Alors que l'ironie et l'auto-parodie ont levé sa solennité antérieure, Blok est resté insatisfait et a cherché un sens positif dans son travail. Sa recherche s'est concrétisée au fur et à mesure que la divinité de la Belle Dame se confondait avec la terre de la femme inconnue et se réifiait en Russie, dont l'image était à la fois concrètement féminine et historiquement ordonnée. Une grande partie de la meilleure poésie de Blok, la collection Patrie (1907-1916) et le cycle Sur le terrain de Kulikovo (1908), par exemple, est issu de sa vision historique de la Russie. La préoccupation croissante de Blok pour l'histoire, la Russie et sa mission informe non seulement ses essais et sa poésie lyrique, mais aussi sa poésie narrative, qui comprend l'inachevé Retribution (1910–1921) et culmine en Les douze et Les Scythes (tous deux en 1918). Même des œuvres apparemment indépendantes comme La rose et la croix (1913), l'une des plus belles pièces de théâtre de l'époque, et le conte littéraire folklorique "Nightingale Garden" trahissent une dette envers une vision à la fois mythique et historique. Blok est mort à Petrograd le 7 août 1921.

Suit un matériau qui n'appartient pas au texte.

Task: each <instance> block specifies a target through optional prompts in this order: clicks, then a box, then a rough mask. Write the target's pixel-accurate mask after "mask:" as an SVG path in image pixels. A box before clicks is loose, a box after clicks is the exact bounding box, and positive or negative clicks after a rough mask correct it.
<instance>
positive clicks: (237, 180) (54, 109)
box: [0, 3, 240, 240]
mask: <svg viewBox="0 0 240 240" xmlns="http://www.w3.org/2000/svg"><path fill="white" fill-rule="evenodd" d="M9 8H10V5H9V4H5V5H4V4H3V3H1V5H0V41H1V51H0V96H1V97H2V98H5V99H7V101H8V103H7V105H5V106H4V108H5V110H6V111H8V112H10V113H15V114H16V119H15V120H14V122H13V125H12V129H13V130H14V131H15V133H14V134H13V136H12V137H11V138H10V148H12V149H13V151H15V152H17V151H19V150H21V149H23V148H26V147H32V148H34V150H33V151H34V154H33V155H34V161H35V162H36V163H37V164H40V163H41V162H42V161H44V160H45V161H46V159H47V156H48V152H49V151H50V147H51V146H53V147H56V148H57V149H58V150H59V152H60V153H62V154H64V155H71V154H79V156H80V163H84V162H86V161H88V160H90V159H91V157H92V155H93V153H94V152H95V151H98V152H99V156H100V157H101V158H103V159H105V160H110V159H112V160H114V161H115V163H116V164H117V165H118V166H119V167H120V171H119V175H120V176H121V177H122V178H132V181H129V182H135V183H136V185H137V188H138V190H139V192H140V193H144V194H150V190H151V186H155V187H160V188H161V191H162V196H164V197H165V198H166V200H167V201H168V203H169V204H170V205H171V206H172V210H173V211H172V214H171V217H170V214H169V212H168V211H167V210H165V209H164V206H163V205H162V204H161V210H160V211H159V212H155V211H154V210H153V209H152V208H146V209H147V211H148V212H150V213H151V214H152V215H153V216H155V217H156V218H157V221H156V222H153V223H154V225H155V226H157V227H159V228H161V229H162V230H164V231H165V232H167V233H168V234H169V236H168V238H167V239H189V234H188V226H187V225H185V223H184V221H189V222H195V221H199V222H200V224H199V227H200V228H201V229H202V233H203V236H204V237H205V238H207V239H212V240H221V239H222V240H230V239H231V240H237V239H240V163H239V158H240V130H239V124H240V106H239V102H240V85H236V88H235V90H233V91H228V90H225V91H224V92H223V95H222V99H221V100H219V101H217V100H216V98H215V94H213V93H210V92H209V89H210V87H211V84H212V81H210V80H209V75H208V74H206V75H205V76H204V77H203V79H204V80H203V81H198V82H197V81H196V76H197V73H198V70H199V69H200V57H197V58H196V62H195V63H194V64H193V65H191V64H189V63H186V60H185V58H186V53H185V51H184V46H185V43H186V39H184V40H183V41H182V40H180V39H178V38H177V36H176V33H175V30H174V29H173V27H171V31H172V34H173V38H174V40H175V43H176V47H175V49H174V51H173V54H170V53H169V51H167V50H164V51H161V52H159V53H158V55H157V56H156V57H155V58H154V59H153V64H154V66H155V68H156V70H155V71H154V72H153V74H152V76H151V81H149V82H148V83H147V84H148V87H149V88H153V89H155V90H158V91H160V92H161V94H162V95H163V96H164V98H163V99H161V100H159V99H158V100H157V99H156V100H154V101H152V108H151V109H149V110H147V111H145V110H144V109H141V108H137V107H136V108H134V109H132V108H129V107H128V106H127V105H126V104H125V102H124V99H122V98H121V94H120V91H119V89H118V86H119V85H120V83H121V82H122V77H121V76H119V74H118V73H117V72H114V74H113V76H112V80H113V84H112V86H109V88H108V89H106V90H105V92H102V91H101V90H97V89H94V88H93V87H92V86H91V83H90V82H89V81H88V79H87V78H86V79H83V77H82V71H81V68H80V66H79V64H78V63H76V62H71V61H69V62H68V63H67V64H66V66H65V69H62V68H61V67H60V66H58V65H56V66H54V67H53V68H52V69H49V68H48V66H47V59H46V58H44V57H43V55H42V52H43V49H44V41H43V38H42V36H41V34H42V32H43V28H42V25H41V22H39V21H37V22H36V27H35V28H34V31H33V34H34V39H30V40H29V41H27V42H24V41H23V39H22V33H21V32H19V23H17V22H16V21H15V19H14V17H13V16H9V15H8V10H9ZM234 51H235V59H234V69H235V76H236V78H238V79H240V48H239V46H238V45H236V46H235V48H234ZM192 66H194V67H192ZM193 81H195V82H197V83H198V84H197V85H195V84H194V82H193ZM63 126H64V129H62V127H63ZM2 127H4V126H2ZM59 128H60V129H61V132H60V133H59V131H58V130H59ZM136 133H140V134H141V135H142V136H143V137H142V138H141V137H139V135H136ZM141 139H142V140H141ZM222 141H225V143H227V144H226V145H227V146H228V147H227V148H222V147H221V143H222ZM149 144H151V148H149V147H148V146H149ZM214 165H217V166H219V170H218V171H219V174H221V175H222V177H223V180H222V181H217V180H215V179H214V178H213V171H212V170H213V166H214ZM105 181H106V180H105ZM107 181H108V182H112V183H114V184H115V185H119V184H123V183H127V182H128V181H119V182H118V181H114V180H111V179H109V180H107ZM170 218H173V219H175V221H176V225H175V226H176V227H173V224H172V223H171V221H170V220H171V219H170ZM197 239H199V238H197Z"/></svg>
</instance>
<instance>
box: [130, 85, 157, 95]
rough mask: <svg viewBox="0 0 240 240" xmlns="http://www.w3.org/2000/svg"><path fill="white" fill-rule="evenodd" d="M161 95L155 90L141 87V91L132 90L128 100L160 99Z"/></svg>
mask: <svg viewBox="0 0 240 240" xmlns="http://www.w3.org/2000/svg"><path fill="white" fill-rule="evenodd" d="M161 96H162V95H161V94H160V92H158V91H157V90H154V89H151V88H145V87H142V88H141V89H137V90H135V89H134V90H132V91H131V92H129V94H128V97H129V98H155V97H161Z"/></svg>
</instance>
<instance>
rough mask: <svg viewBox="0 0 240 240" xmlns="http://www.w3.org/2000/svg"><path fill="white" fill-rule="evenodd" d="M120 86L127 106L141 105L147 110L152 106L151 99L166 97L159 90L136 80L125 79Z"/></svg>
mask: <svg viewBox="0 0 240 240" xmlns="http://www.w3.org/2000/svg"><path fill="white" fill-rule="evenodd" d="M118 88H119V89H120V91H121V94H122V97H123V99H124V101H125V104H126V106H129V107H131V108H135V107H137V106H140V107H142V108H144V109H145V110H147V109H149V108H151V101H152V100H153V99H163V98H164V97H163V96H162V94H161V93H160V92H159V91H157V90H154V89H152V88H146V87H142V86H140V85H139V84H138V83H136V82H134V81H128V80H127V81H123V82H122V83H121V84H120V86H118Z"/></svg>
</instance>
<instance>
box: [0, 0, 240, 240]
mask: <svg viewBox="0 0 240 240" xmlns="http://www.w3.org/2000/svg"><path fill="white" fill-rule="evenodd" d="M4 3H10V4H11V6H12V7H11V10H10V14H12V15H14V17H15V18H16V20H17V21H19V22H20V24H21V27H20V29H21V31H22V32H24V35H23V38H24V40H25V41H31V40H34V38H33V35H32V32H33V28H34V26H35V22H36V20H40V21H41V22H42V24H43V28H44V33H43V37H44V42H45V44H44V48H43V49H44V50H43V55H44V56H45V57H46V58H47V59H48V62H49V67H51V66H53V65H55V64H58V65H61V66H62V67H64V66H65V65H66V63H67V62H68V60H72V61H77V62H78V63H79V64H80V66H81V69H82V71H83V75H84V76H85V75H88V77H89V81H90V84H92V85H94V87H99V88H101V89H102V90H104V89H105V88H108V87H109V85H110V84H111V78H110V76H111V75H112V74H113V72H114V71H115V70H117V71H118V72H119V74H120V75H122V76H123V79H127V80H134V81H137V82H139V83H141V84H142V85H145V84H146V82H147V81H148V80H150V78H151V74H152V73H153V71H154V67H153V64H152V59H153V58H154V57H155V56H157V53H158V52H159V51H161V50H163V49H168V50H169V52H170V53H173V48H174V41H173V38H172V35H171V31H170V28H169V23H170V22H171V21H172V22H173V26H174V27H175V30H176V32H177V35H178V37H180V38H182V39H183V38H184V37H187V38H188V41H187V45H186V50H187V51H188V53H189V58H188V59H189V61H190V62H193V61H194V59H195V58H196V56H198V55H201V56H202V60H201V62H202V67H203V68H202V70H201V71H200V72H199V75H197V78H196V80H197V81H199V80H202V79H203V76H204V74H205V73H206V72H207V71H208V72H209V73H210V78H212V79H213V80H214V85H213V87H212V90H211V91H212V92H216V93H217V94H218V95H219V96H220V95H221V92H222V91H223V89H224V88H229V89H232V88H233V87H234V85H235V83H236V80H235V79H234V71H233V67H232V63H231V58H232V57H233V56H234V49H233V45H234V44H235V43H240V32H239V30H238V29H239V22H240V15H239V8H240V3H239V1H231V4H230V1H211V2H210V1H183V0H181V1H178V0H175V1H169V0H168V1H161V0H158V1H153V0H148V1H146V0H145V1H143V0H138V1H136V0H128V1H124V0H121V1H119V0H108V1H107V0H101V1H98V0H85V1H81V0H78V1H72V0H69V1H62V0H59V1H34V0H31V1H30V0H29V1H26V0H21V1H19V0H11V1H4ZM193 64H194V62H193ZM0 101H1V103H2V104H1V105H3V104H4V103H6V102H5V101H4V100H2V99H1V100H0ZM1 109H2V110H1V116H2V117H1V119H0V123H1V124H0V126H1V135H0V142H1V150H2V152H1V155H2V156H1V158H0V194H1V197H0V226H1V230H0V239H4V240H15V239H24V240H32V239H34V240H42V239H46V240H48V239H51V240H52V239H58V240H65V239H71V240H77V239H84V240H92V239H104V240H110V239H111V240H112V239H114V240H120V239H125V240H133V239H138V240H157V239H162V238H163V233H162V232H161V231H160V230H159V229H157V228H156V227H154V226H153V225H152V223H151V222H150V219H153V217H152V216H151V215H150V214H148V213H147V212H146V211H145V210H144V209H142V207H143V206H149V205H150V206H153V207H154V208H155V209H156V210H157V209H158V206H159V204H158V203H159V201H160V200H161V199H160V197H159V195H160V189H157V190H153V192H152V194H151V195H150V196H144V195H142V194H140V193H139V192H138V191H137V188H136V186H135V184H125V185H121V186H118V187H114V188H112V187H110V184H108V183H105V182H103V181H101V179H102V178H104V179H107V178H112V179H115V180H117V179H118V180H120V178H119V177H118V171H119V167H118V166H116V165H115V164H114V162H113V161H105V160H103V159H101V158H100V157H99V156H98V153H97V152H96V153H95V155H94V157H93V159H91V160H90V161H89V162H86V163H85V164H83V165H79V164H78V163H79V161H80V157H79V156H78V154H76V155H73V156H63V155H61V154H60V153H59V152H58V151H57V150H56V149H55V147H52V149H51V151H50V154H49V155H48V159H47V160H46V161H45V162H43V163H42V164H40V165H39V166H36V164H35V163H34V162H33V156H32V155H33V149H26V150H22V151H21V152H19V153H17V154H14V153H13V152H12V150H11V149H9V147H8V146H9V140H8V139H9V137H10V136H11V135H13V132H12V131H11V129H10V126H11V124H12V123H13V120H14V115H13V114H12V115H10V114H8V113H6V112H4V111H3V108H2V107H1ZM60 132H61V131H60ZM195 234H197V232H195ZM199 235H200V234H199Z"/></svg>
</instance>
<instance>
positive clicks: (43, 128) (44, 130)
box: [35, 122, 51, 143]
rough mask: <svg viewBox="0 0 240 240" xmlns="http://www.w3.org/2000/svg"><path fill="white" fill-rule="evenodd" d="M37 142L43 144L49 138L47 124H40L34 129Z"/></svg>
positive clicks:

Aucun poète après Blok n'a échappé à son ombre. Des poètes aussi divers que Anna Akhmatova et Marina Tsvetaeva ont reconnu à eux seuls l'impact du travail de Blok, mais même des poètes qui répudiaient le symbolisme, comme Vladimir Mayakovsky, se sont inspirés de sa technique. Comme l'a dit le poète Osip Mandelstam, Blok était un «canonisateur de formes non canonisées», qui a introduit et popularisé des comptines non traditionnelles et des compteurs de vers accentuels, tels que dolniki, qui était rarement apparu auparavant dans la littérature. Le personnage de Blok est tout aussi influent. En s'abandonnant aux éléments historiques de la révolution, Blok a façonné l'image de ce qu'un poète devrait être pour une génération et au-delà.